As a thought experiment, suppose a group of precocious 12-year-olds get together and formulate a philosophy, call it “adolescentism.” They celebrate newly noted bodily traits and all the fun and games of prepubescence. They know what they were, but are now not (e.g., primers); still, for the moment, they value what they are, not really in a position to understand what they shall be (adults). Thus, they declare their current state of ultimate value.
Adolescentism’s flaws are easily seen, since we all know the natural developmental cycle of children is to become adults. But contrast this with humanism, which does not entail a final, natural development. Humans are a temporary natural kind of biological entity; they will eventually become some other kind of thing.
In a way, theistic religion can offer a kind of generalization about evolutionary development that humanism cannot. Even when humans, as a species, transition into nonhuman kinds of entities, these entities will, for the fathomable future, still have minds. A flexible theism might take its cue from the 19th-century figure Ludwig Feuerbach, as one interpreter summarizes his thoughts:

What the devout mind worships as God is accordingly nothing but the idea of the human species imagined as a perfect individual. Once they are unmasked, shown for what they really are, religious belief and the idea of God can be useful instruments of human self-understanding, revealing to us our essential nature and worth.

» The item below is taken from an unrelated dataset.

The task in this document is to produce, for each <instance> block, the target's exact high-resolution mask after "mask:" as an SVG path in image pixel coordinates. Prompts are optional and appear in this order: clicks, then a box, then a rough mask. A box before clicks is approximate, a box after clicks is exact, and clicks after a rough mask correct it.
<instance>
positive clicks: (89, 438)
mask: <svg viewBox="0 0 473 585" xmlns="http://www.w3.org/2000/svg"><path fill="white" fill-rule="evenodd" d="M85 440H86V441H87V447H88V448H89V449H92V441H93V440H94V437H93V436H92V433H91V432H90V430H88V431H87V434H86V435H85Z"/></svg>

Feuerbach thought any such illusory projections about God, stemming as they were from merely human minds, would alienate us and make us feel unworthy. However, there is another way to understand such ideas about God. The illusion of religion might be like the illusion of the center of mass between two objects, an applicable and proper abstraction about real empirical relationships. And a nuanced idea about God need not merely be an illusion, but also can apply to real things—humans (for now)—and to real goals, like an increase in the capacities of consciousness (coming later); a flexible (and prudent) theism would hold that the ideal of God stands as the infinite limit of where consciousness is going. So it should strike us as strange that humanism is waved as the banner of ultimate values. Better, I think, to wave a bigger banner.